Уорик, чтобы как-то скрыть неловкость перед братом, скорбно закатил глаза. Оба сына Солсбери наслаждались погожим апрельским утром – влажно синеющим небом, курчавой белизной облаков. Сами они пребывали в добром здравии, а за спиной у них в готовности ждала армия.
– Я хочу, чтобы они чувствовали себя в одной связке, отец. Единым кулаком. Акетоны помогут им лучше видеть друг друга на поле боя, а еще с одного взгляда отличать своего от чужого. Когда дело дойдет, ты сам увидишь.
– Ну да, – скептически хмыкнул Солсбери, хотя его гордость сыном была видна невооруженным глазом. – Но такой яркой мишени порадуются и лучники врага.
– Мои лучники тоже в красном, – как ни в чем не бывало сказал Уорик. – И на любые насмешки ответят своими стрелами. Эти краски и сукно встали мне недешево, зато в едином цвете у людей и настрой более боевой. Готов поклясться.
Втроем Невиллы проехали мимо часовых и разведчиков, направляясь вокруг замка Йорка, но не отдаляясь чересчур, чтобы в случае чего при обнаружении врага успеть вовремя ускакать к спасительным стенам.

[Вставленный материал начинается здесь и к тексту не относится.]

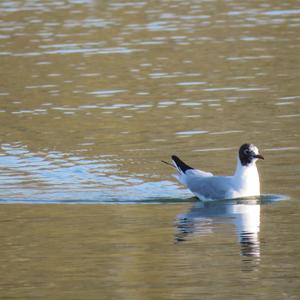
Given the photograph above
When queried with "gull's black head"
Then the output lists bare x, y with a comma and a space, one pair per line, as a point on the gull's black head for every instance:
249, 153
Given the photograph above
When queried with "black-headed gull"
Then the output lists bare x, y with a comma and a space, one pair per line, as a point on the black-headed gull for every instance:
206, 186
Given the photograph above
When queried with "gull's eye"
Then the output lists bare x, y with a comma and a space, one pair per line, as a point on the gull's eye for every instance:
246, 151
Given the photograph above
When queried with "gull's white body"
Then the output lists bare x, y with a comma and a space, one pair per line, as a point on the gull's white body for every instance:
206, 186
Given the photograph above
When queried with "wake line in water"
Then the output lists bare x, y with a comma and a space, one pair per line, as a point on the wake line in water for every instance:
263, 199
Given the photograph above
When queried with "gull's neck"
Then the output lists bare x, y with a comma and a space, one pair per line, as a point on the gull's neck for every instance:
246, 179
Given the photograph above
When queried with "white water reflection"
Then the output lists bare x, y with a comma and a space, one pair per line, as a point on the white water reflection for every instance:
204, 217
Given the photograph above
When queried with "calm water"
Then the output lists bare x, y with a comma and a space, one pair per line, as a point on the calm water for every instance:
93, 95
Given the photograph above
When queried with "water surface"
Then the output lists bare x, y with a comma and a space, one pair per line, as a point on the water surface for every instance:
93, 95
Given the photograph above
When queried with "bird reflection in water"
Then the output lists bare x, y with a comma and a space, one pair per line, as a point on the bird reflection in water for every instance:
203, 217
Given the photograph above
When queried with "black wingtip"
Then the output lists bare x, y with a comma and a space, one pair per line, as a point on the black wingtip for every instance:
180, 164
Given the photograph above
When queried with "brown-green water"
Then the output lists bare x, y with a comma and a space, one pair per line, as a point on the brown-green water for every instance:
93, 94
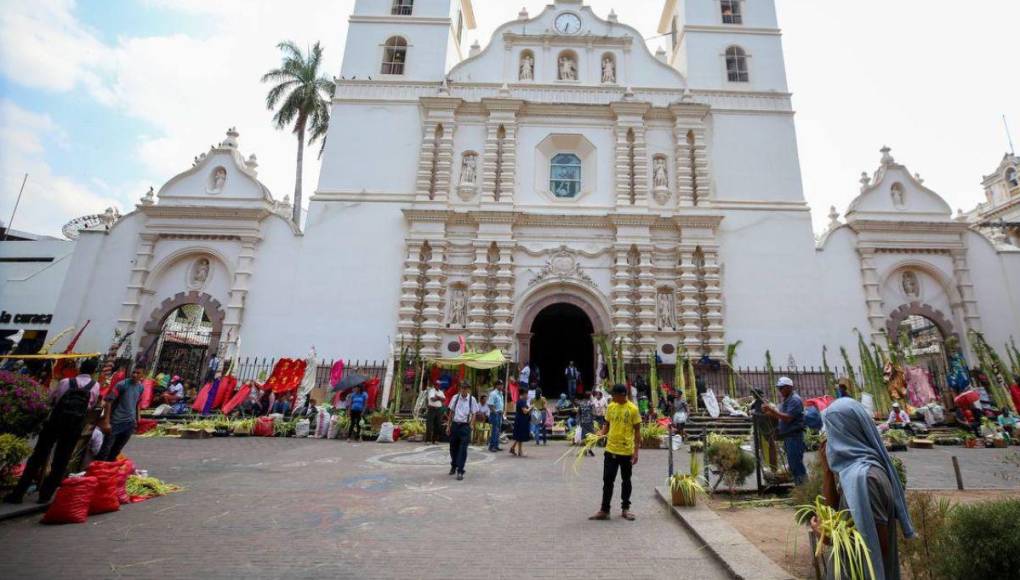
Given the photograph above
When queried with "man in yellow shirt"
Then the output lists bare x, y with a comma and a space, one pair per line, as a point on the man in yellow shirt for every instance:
623, 429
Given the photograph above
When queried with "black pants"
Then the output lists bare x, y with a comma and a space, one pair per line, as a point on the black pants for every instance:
355, 426
460, 437
113, 443
63, 436
434, 424
612, 464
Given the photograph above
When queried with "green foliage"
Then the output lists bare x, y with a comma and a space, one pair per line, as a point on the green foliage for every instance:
929, 515
13, 451
981, 541
23, 404
725, 456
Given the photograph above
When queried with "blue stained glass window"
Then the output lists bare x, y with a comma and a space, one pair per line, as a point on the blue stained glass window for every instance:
565, 175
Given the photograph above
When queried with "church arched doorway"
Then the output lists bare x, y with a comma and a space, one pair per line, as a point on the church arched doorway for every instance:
184, 343
560, 333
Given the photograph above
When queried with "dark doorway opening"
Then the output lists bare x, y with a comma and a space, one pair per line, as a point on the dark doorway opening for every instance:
562, 332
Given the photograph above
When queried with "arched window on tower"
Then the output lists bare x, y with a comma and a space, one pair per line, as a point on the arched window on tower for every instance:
402, 7
736, 65
394, 56
731, 12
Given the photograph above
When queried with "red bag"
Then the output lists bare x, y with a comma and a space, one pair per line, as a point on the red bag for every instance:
105, 496
147, 386
70, 505
237, 400
263, 427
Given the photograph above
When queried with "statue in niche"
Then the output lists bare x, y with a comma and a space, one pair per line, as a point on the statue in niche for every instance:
526, 67
458, 308
468, 170
666, 310
200, 271
568, 68
218, 180
660, 178
608, 69
911, 286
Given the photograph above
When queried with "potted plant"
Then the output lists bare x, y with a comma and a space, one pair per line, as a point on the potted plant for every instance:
685, 487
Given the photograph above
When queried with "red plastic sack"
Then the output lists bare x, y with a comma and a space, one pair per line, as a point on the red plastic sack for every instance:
238, 399
70, 505
967, 399
263, 427
105, 496
147, 387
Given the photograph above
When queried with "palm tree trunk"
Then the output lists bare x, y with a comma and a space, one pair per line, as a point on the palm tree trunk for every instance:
297, 179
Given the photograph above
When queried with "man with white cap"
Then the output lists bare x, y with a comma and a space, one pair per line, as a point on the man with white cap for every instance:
791, 416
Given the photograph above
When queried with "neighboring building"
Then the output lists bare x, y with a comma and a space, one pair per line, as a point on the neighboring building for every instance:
561, 182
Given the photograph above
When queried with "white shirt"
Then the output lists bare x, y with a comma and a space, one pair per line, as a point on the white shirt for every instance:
463, 409
432, 391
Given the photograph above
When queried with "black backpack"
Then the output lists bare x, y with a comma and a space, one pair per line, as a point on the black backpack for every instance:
73, 406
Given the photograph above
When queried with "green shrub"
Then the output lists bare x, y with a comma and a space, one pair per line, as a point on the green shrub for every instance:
981, 541
13, 450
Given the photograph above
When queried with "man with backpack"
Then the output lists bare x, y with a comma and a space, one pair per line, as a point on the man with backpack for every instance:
120, 416
70, 403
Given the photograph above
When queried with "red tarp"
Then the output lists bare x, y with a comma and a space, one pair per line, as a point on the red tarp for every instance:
287, 375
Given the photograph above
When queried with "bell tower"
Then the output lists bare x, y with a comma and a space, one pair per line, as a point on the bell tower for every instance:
405, 40
728, 45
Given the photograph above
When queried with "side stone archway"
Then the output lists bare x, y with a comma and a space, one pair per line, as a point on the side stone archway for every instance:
154, 326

На дорогах возле Ладлоу нынче нельзя было встретить ни ворья, ни бродяг, ни шаек разбойников: все они из опаски перед полчищами вооруженных людей убрались куда подальше, к другим городам. Однако опасность оставалась всегда. Лондон отстоял от Ладлоу больше чем на сотню миль – казалось бы, почти другая страна. Однако двое из Солсбери на свадьбе Джона чуть было не погибли в ловушке Перси, а потому только глупец мог бы проявлять беспечность и скакать, не думая об осторожности.
У мостика через широкий ручей Солсбери-отец натянул поводья, взмахом подзывая Ричарда и Джона подъехать поближе, чтобы можно было вполголоса перемолвиться. День уже понемногу теплел, набирал силу; над ручьем зависали красные и зеленые стрекозы, иногда с тихим треском делая зигзаги, чтобы схватить на лету букашек.
– Здесь мы одни, – оглядевшись, удовлетворенно сказал Солсбери. – А то не знаю, когда еще выдастся поговорить вот так, по-семейному.
Его сыновья переглянулись, довольные, что отец делится с ними своими сокровенными мыслями.
– Наш друг Йорк что-то уже не грызет удила, – вздохнул он. – Видно, все еще ждет вызова от короля с его свитой в надежде, что все решится без кровопролития.
– Ну а ты, отец? – прищурился темноволосый Джон.
В свои двадцать четыре ростом он был ниже отца и старшего брата, но гибок в поясе и широк в плечах. Его жена Мод после нападения на свадебный кортеж уже успела произвести на свет ребенка. В Ладлоу Джон прибыл по одной-единственной причине, и холодность тона выдавала, что слышать о каком бы то ни было смягчении обстановки ему не по нраву.